Yes a pony would be nice.
Toys for learning
Being able to quickly setup a working OpenStack environment to evaluate if it is worth looking into more deeply, is an entirely reasonable goal. As is getting a running cloud so you can learn how it behaves through observing and deconstructing it. Both of these are a long way from production and can be expected to be done with little to no OpenStack experience.
I used FAI, which we use for PXE bast boot strapping around here, and Puppetto do the actual OpenStack config bits for my first install (after an abortive attempt at using MaaS which conflicted with too many existing services on my network). Had a working multi node proof of concept system up in less than 16 person hours from deciding to hunt up abandoned hardware to having test users launching VMs. Granted this was during the Essex release so pre-Neutron, somewhat simpler times.
Today the official install guides would probably be both faster and better, since you can see the individual pieces fitting together as you assemble them rather than first taking a magical leap and then having to deconstruct what it did as it the case with Puppet (or your tool of choice most likely).
Both these methods are a bit more time investment than one would really want for the initial evaluation. DevStack will get something quickly with out too much investment, but as a developer tool it’s not quite an ideal operator evaluation tool. An introductory level unicorn would be a good creature to have, so long as people understand it’s mythical nature and don’t try to ride it all the way into production.
Making a plan
Even a pony can’t help you here.
Once you’ve come to understand the basics of how OpenStack is put together in the basic sense from the above {de,re}construction, it’s time to find the union of what you want with what you can have an hope that it includes what you need (it probably will).
The only way to do this is to do it. Iterate through configs either by hand or preferably through your config engine until you get what you want.
Only Docs can help you here. Now the docs team works amazing hours and does great work, but keeping up with the pace of OpenStack is near impossible. If you find something confusing, outdated, or just plain wrong there’s a little red bug icon on the top right of every page, click that and report it.
Ultimately in our perfectly documented world this iteration is still necessary if only to prove the behavior described is actually what you want.
Executing the plan
Once the hard design work is done you just feed that into your existing configuration management system like you’ve been doing for all you server configs for years right?
Pretty much yes. Different tool communities have different bumps in their particular processes, but if you pick the devil that you know you can pretty much anticipate what those are
So how is this OpenStack’s business.
Well in my opinion it’s not really.
In a broad sense reducing over all complexity to the extent we can and choosing reasonable defaults so fewer of the myriad config options need to be set are good goals that are in scope and would help simplify installs, but that’s really a side effect, simplifying on going management is the main need for those. You install infrequently (maybe once) but systems management is forever.
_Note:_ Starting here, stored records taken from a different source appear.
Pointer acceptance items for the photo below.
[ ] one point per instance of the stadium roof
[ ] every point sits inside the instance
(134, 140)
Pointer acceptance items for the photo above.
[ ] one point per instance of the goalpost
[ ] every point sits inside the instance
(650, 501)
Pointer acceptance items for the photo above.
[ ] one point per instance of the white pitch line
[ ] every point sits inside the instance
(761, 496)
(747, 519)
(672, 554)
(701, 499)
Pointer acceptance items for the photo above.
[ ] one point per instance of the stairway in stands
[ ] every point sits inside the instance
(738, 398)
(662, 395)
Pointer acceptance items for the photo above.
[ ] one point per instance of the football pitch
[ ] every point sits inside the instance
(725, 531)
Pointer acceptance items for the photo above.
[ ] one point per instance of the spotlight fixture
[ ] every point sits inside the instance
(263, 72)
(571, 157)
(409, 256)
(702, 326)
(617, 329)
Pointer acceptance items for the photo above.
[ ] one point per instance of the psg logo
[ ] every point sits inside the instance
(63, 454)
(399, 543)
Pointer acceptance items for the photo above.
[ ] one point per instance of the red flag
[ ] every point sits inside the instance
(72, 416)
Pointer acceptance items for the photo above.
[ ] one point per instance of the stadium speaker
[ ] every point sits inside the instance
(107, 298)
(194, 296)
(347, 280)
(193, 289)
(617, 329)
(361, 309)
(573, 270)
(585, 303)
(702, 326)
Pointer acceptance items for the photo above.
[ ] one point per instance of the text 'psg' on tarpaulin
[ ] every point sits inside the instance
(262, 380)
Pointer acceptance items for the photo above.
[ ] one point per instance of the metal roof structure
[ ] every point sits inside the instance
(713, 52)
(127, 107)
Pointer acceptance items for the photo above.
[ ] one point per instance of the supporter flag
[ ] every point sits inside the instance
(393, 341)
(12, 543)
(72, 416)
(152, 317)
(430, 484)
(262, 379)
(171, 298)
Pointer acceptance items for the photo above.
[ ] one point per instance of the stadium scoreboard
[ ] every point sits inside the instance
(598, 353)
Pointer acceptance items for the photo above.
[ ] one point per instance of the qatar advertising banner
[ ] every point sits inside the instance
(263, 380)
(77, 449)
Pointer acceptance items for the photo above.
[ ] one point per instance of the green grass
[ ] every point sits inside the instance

Packaging is your distro’s business which is as it should be, for example when have you ever tried to install X from upstream or install Linux From Scratch? These are instructive experiences but you probably wouldn’t base you infrastructure on do that. Of course if you are deploying from trunk then you don’t need packages, but you do need a CI/CD team and have more complex problems than any dreamed of here.
Configuration management is the union of the OpenStack and tool communities. You’ll see sessions for various tools at Summits, midcycle OPS meetups, and on StackForge, but they are not properly OpenStack projects.
You’re of course free to disagree, and build a native magical installer if you want. As I said choice is good. But if you’re going to hate on how hard OpenStack is to install try and remember what it was like to install a GNU/Linux operating system when it was four years old (say 1997 when the Debian disto was 4). OpenStack is a dream compared to that, so quit whining and get to work.